As you pass from the tender years of youth into harsh embittered manhood, make sure you take with you on your journey all the human emotions.

Don’t leave them on the road.

NIKOLAI GOGOL, Dead Souls

 
 

Leith, 14 April 1850

George Cameron watched in grim amusement as the young constable spewed his guts all over the baker’s shop doorway. A nice filling for the cakes.

That’s the bother with these Lowlanders, no ballast. He glanced over to where the girl’s body lay slumped against the wall; ye could not blame the boy, I suppose, first night on patrol with his big Highland sergeant, excuses himself to go up a back street then finds he’s near relieved himself upon a corpse.

The constable had nothing else to offer but his shoulders still heaved. Dearie me. The dry boke. Few things are worse.

Unless you’ve had your brisket mangled. He turned away from the grovelling young buckie, took a deep breath and delicately pulled away the girl’s dress. My God, she’d been split apart.

Cameron took some eyeglasses out of his pocket, perched them on his nose and looked to his heart’s content.

His father had worked as a gillie on the laird’s estate; he remembered the first time he saw the auld man gralloch a deer, the gush of entrails followed by a ritual smearing of blood on the son’s forehead. Most unwelcome. Some had dribbled right down his nose. Cameron sniffed. But that was just a drop in the bucket compared to this, a drop in the bucket.

He gingerly lifted the head of the corpse which had fallen face down on to the ravaged breast. Cameron did not recognise the features, but the clothes proclaimed her profession. A young face, mouth parted, sweet lips, nae scabby gums. She’d be new at the whoring … come from nowhere, gone to the same place.

A noise by his side, the constable had returned dabbing at his mouth with a big white hankie.

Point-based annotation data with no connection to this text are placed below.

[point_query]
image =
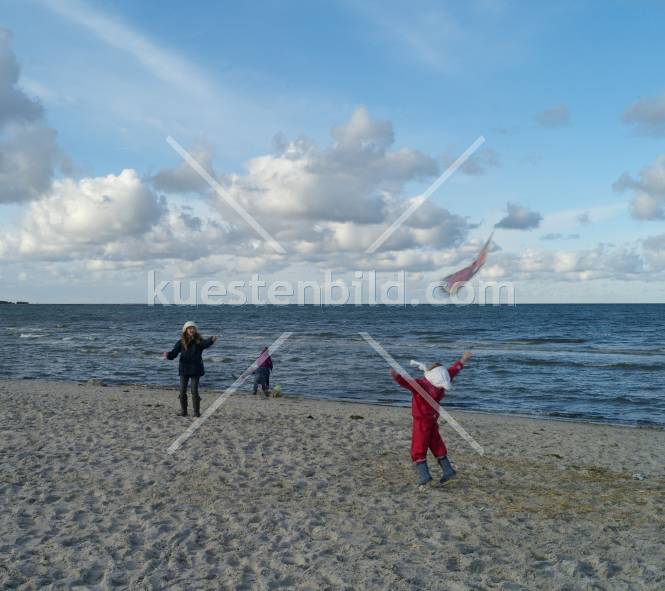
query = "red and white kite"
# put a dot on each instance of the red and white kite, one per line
(453, 282)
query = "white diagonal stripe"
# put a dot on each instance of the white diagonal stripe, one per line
(224, 396)
(224, 194)
(418, 201)
(433, 403)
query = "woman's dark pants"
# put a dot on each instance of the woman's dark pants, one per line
(262, 378)
(196, 399)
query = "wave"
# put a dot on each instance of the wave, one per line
(546, 340)
(587, 365)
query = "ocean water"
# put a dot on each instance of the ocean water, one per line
(590, 362)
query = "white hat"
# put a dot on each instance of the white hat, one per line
(439, 378)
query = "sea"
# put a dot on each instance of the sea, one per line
(596, 362)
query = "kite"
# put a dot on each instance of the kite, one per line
(451, 283)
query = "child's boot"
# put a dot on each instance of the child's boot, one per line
(448, 471)
(183, 406)
(423, 473)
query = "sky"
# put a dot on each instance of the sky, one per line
(324, 121)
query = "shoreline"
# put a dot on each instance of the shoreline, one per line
(304, 493)
(406, 404)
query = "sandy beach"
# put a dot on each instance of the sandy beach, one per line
(304, 494)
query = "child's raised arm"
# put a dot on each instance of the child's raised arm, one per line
(399, 379)
(456, 367)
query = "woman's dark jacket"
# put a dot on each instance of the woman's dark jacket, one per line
(191, 359)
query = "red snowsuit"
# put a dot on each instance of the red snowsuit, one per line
(425, 431)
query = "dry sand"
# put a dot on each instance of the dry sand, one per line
(297, 494)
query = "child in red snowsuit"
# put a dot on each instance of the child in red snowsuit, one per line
(426, 393)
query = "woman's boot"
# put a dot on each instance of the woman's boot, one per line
(183, 405)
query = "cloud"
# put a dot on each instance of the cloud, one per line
(183, 178)
(654, 252)
(584, 218)
(79, 217)
(519, 218)
(341, 197)
(558, 236)
(557, 116)
(28, 148)
(605, 261)
(648, 188)
(478, 164)
(15, 106)
(162, 63)
(647, 116)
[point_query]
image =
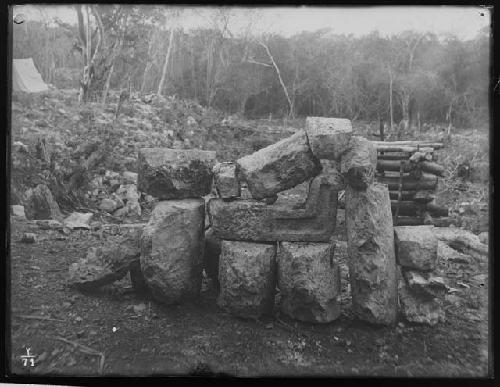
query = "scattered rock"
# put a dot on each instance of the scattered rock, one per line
(18, 211)
(39, 204)
(226, 180)
(247, 278)
(29, 237)
(175, 173)
(372, 262)
(78, 220)
(416, 247)
(279, 166)
(328, 137)
(172, 250)
(309, 281)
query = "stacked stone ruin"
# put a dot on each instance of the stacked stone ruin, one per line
(262, 244)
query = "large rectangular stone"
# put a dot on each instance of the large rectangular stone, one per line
(308, 279)
(251, 220)
(247, 277)
(172, 246)
(175, 173)
(328, 137)
(416, 247)
(372, 261)
(279, 166)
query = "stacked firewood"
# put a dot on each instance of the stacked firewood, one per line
(411, 171)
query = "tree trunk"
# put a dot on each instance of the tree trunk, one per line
(165, 65)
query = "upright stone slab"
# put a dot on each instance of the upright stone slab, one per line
(40, 204)
(359, 163)
(416, 247)
(372, 262)
(175, 173)
(172, 245)
(279, 166)
(308, 279)
(247, 276)
(226, 180)
(328, 137)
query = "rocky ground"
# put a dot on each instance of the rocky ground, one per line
(88, 162)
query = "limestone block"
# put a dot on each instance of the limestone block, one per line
(328, 137)
(279, 166)
(308, 279)
(416, 247)
(172, 250)
(247, 276)
(372, 262)
(175, 173)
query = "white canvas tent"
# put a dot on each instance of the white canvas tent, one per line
(25, 77)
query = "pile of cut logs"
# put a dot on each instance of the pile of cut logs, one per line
(410, 170)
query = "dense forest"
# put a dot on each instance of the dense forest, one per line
(407, 80)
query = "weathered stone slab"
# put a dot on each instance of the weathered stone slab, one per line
(104, 265)
(416, 247)
(226, 180)
(279, 166)
(359, 163)
(172, 250)
(372, 262)
(39, 204)
(211, 256)
(175, 173)
(418, 308)
(247, 276)
(425, 283)
(308, 279)
(251, 220)
(328, 137)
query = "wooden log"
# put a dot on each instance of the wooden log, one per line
(421, 144)
(410, 208)
(427, 182)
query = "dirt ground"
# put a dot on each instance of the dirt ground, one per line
(114, 331)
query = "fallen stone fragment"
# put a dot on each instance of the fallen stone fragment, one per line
(416, 247)
(372, 262)
(29, 237)
(175, 173)
(172, 250)
(279, 166)
(419, 309)
(250, 220)
(247, 278)
(425, 283)
(104, 265)
(211, 256)
(226, 180)
(18, 211)
(328, 137)
(39, 204)
(49, 224)
(78, 220)
(359, 163)
(308, 279)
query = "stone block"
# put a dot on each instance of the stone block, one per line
(172, 250)
(175, 173)
(372, 262)
(247, 276)
(416, 247)
(250, 220)
(279, 166)
(328, 137)
(358, 164)
(308, 279)
(226, 180)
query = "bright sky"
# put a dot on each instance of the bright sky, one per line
(464, 22)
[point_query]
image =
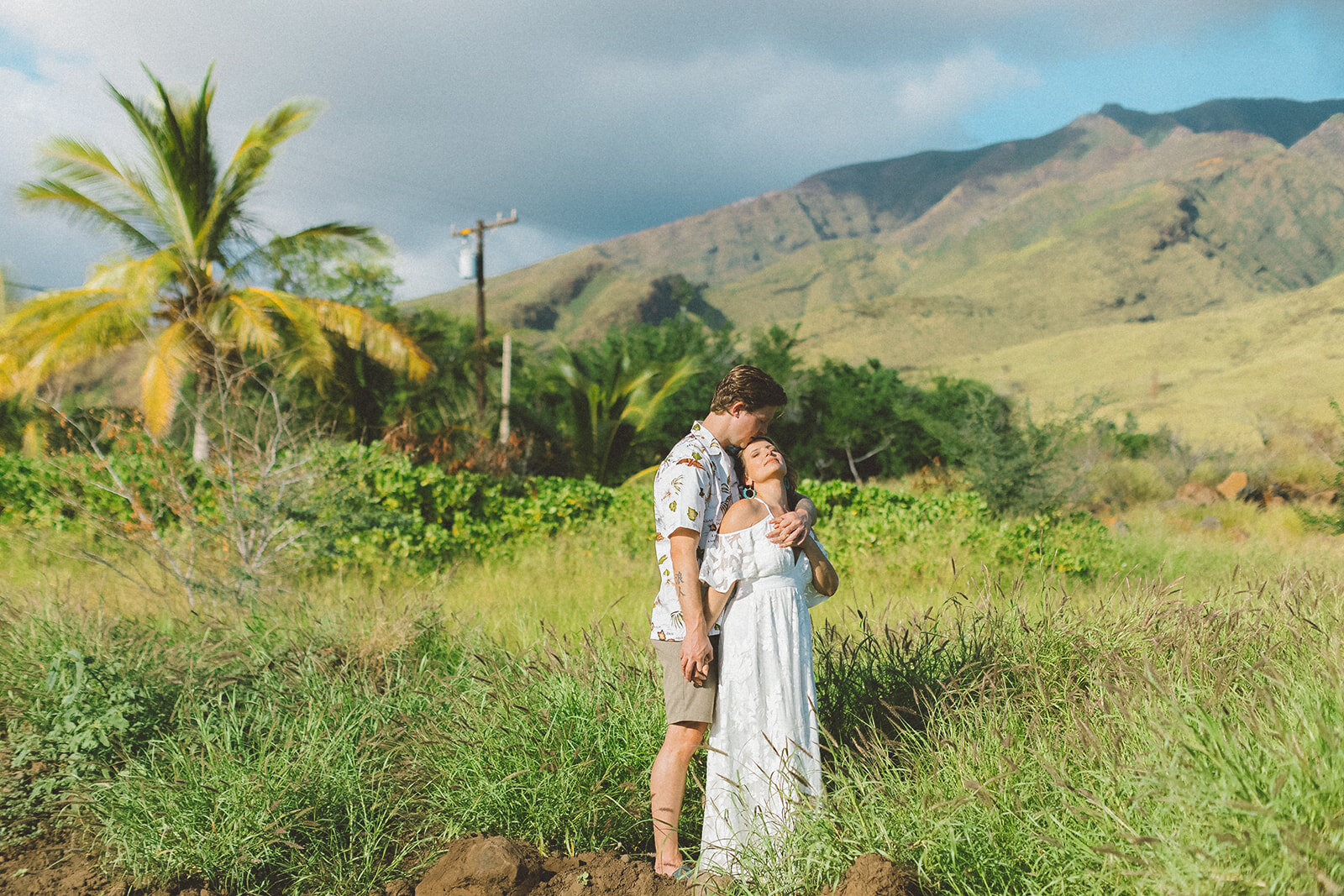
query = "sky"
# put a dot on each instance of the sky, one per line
(601, 117)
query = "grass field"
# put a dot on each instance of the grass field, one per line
(1169, 725)
(1230, 376)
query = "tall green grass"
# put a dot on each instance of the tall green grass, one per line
(1003, 731)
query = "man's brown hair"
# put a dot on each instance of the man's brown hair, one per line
(748, 385)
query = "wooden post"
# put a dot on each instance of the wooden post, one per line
(506, 387)
(480, 300)
(480, 317)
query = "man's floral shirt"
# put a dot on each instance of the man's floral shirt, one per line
(692, 490)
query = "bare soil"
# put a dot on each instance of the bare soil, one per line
(62, 864)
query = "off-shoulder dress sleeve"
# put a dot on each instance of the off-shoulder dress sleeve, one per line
(810, 593)
(730, 558)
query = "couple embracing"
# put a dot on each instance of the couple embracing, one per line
(736, 651)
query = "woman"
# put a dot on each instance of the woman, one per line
(764, 757)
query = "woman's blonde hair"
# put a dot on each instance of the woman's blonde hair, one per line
(790, 476)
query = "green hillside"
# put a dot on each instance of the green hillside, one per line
(1230, 376)
(917, 261)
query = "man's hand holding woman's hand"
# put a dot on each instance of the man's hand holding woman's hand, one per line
(790, 530)
(696, 656)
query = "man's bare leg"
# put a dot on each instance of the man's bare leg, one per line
(667, 788)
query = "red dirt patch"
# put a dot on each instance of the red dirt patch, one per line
(874, 875)
(499, 867)
(51, 864)
(60, 864)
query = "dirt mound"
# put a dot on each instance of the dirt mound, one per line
(874, 875)
(64, 866)
(499, 867)
(51, 866)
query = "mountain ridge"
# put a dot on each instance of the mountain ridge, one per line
(944, 253)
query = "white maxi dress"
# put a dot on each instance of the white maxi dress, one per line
(763, 761)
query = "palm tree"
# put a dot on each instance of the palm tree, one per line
(192, 250)
(613, 402)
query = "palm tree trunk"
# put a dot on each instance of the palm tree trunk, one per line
(201, 438)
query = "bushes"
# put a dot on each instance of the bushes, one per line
(354, 503)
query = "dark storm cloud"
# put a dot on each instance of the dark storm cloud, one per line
(593, 118)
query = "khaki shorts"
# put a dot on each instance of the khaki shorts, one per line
(683, 700)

‘Now, don’t you be spewing up again,’ said the sergeant. ‘Not over me, not over the corpus. We do not want our evidence obscured by vomit.’

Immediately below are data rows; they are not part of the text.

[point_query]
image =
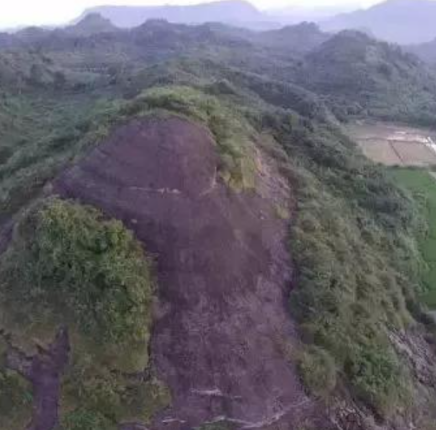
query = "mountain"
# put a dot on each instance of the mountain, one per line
(92, 23)
(426, 51)
(374, 76)
(399, 21)
(296, 14)
(297, 38)
(227, 11)
(190, 240)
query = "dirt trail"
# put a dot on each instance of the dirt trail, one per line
(223, 272)
(44, 371)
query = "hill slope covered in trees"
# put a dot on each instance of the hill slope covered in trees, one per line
(259, 273)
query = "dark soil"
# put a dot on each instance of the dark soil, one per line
(222, 333)
(44, 372)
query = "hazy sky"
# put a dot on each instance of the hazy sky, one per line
(26, 12)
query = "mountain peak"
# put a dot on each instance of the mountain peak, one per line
(227, 11)
(399, 21)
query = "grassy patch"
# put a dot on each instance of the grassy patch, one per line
(15, 401)
(67, 261)
(358, 266)
(423, 188)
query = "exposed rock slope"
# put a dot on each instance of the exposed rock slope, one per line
(223, 271)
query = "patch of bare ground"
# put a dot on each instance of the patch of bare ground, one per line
(44, 371)
(395, 144)
(224, 273)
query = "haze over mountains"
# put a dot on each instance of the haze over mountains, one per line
(399, 21)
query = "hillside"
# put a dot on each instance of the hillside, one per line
(358, 73)
(227, 11)
(92, 23)
(190, 240)
(399, 21)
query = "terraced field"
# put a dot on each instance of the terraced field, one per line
(395, 145)
(411, 154)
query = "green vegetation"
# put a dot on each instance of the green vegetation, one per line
(15, 401)
(69, 265)
(353, 237)
(358, 266)
(67, 262)
(423, 188)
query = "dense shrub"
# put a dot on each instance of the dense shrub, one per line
(77, 266)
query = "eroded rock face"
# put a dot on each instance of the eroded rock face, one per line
(223, 272)
(44, 371)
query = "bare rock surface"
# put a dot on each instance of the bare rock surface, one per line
(223, 271)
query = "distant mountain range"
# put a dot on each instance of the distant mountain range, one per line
(399, 21)
(230, 11)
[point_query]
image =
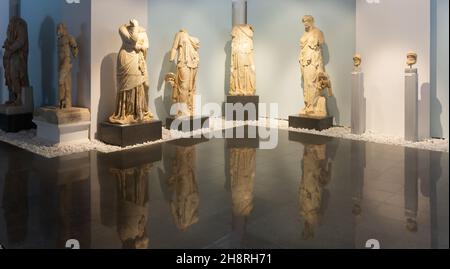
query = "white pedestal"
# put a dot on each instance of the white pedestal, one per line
(72, 133)
(358, 104)
(411, 105)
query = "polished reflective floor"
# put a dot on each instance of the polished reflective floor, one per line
(308, 192)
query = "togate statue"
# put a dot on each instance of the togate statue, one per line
(67, 47)
(315, 79)
(243, 76)
(184, 81)
(15, 60)
(132, 76)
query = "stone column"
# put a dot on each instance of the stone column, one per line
(358, 104)
(239, 12)
(411, 104)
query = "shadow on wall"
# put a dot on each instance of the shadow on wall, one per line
(2, 80)
(436, 112)
(83, 74)
(424, 123)
(108, 88)
(227, 80)
(47, 41)
(364, 106)
(164, 101)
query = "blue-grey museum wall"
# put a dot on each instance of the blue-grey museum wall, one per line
(208, 20)
(4, 17)
(42, 17)
(278, 29)
(440, 68)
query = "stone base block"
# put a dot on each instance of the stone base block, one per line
(71, 133)
(187, 124)
(312, 123)
(130, 135)
(242, 108)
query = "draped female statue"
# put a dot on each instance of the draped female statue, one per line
(132, 76)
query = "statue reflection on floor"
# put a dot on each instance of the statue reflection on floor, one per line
(124, 179)
(316, 176)
(318, 154)
(181, 186)
(133, 206)
(242, 172)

The young man swallowed hard. He wouldn’t give this big Inverness teuchter the satisfaction. He forced himself to look at the terrible gash in the girl’s body.

‘Not be the last cadaver ye see on these streets. I’ve witnessed twelve murders in ten glorious years,’ announced the sergeant. ‘But I have to confess, this one’s a sight all on its own, son. All on its own.’

The constable nodded. He noticed something in the hand of the corpse and gently teased it out. It was a fragment of thin black cloth which the sergeant took from him and held close to his thick eyeglasses, then sniffed.

‘Fine quality, new bought, but torn from what? A cravat, stocking, glove?’ He looked at the constable who made no answer. ‘Are you in the huff because I watched ye cast up?’

Shake of the head. Cameron was amused, vomit or no, this boy might have the makings. ‘Away tae the station, son, get me the hand cart and we’ll fetch this lassie home, well as near home as she’ll ever find this night.’

As the young man started off Cameron called after.

‘And as ye make your way, review the events of the night. In case something comes to mind. It’s always a good idea. To review events.’

‘I’ll do just that,’ said James McLevy.